Sunday, March 18, 2007

A Love Poem...But Without The Poetry Part

We have maybe 20 readers. Of those 20, probably 15 read us because they think we're interesting or amusing or they love us but can't get us to return their phone calls and this is practically like interacting.

The remaining 5 can't stand us, and they're looking for some opportunity to discover a weakness that they can exploit to make us feel bad on some AOL board later.

So to those of you looking for dirt, I say...Haha...you're going to hate this post. :-)

Lori and I have been together for three years. Three years ago I was attracted to her and intrigued by her wit and zest for life, her compassion and intellect...but frequently frustrated by her inclination to be deferential.

Them days is passed.

She has apparently worked through whatever issues caused her to defer to me, and she's come roaring out of the gate. She's feisty and funny and full of piss and vinegar and I love the hell out of her. I feel a kind of exultant joy at this relationship that surprises even me. I love that she's as smart as me, as funny as me, as opinionated as me. Neither one of us has to carry the other or explain the joke. I love the sideways glances, the quick caresses, the eyes that melt my heart, and the laser jabs from nowhere. I love that she'll sneak up behind me, kiss my ear and whisper, "Bitch."...and then laugh.

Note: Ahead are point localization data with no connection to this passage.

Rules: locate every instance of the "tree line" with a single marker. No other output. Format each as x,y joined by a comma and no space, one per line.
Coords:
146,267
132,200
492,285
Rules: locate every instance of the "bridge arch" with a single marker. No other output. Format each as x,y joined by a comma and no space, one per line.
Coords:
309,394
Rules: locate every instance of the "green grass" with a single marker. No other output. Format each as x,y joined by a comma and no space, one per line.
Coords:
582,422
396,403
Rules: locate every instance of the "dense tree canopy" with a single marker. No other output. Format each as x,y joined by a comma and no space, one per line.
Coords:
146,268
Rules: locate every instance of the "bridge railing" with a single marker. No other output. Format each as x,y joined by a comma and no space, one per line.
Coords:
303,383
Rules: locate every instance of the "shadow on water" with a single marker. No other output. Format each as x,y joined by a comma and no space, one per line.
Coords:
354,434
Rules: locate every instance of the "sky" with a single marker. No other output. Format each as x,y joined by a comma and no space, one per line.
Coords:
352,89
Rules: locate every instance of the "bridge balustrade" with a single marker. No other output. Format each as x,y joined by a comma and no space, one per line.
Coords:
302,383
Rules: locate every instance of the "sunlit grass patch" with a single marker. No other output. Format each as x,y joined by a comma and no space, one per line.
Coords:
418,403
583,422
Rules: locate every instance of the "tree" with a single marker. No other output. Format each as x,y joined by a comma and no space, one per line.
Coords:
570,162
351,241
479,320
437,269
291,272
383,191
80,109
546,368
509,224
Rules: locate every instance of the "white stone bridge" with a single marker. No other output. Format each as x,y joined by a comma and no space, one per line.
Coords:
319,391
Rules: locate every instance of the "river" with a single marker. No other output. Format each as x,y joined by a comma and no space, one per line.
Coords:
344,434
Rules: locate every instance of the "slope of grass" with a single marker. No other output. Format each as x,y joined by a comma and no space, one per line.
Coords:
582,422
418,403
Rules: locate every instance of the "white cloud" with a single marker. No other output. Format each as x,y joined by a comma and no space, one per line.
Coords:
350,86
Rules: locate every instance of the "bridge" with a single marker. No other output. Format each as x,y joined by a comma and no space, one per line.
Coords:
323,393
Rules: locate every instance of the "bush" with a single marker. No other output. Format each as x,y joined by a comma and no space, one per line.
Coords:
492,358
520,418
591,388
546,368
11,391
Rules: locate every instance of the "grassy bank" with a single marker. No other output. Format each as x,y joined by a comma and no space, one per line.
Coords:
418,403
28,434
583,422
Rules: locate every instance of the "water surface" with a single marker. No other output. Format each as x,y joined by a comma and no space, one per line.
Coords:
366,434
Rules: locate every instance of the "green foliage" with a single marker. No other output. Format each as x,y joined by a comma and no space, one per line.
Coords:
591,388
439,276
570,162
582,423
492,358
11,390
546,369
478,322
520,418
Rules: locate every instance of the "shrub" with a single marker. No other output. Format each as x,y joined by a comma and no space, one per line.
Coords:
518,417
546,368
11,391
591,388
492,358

Every other weekend we have two days off together, and I fall more deeply in love. And every time, I think "Okay...this is as big as it gets." But so far I just keep finding more stuff that delights me.

I don't think I've ever had this much fun with anyone in my life. For the first time ever, I feel sort of panicky at the prospect of dying someday. Forty more years won't be enough with her.